By Jano Xhenseval
Text published in Esprits Libres, Spring 2000, “What Should Be Preserved?”, L’Harmattan.
Jano Xhenseval, a painter born in Liège, has been working in Paris for over forty years. She has created stained glass, tapestries, engravings, bookbindings, and drawings. Her pictorial work evokes a vast palimpsest where, as she says herself, “all the memories of the world” have found refuge. Here, she reflects on her daily artistic choices. “What do I keep? What do I discard?” The choice, though not burdensome, is significant as it introduces itself into the very life of the work. Welcome to the studio for readers curious to continue this exploration in the joy of looking together.
On my work table resides a collection of small unfinished paintings, waiting for I know not what to lift them out of their isolation, for if they are there, it is because they have not yet entered the life of the work.
Their wandering keeps inviting me to work, to open myself, to paint.
If the gaze visits these inert harmonies with each passing, if it sweeps over this expanse of color, it is in the hope of detecting some music, some fragments of opening... or completion.
This little painted wood that awaited a certain ultramarine—I passed by it a hundred times without seeing or understanding it.

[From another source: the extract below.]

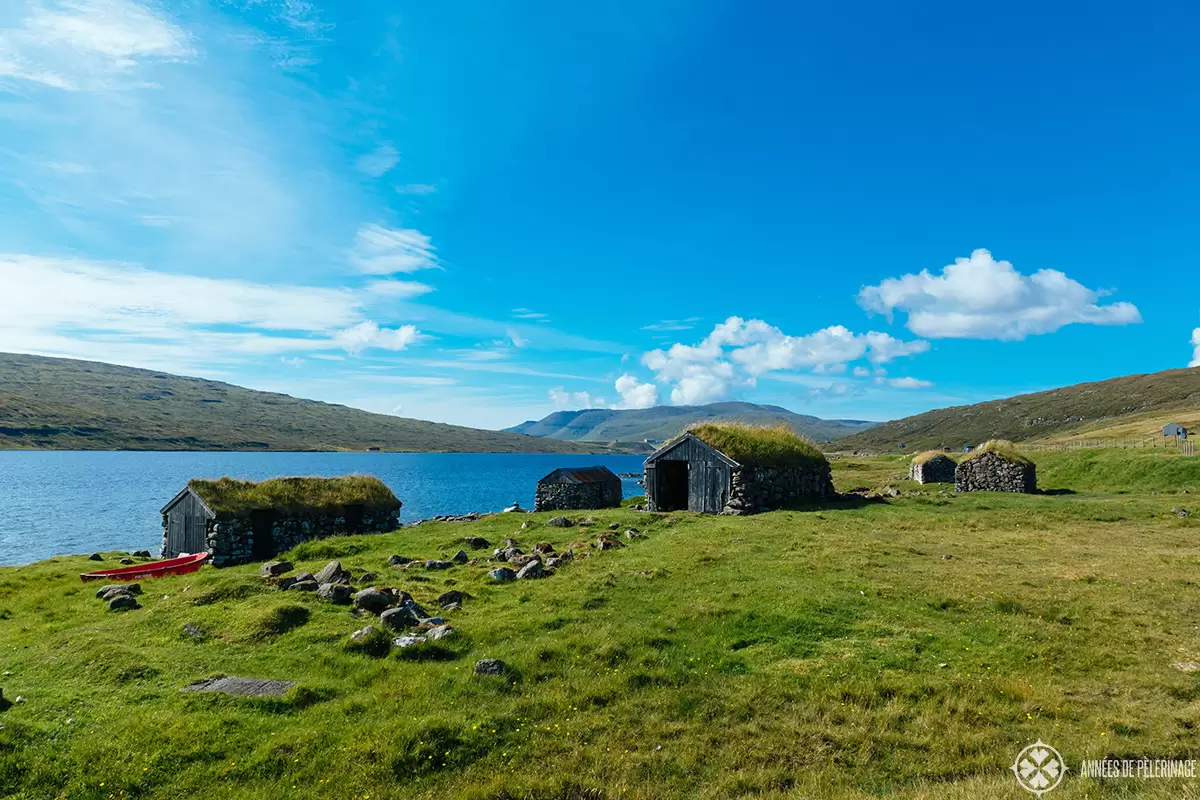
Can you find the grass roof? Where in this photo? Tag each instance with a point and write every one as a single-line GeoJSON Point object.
{"type": "Point", "coordinates": [1002, 447]}
{"type": "Point", "coordinates": [759, 445]}
{"type": "Point", "coordinates": [929, 455]}
{"type": "Point", "coordinates": [231, 495]}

The difficulty is not in finding the right tone but in eliminating, one by one, those that sully, burden, or confine.
Vacant light is infinite; it compels and refines at the same time. Precise, it will have the same force as that lacerated stroke, necessary, optically assured—it enjoins me to respond “openly.”

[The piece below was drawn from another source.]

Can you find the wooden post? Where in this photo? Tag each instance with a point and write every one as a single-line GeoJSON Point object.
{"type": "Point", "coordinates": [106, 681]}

There is a moment of intervention to liberate the color—by which I mean the light—a primordial time, devoid of trajectory, that decides and concludes.
This imperative discernment can only be achieved with the aid of memory. Yet this memory must meet originality and command: patience.
That moment marks an election of a different order than expected, but it eliminates clumsy temptations.
It is better to know nothing of all this and to pass and repass before these colored things, in recognition of what escapes—where all the memories of the world have sought refuge.
The separation from mediocre things does not erase mediocrity but frees me from having to fear it! It is a way to dance with shadows.
My childhood painting teacher said, “Today we are going to learn to make shadows.” Never did I hear him say, “We are going to learn to paint the light.”
One does not learn light; one does not paint light. It is given, already reserved on the first day of the world, introduced before the work... liquid... initial... the cradle of the soul. There is nothing to say about it, to bruit about it: it speaks!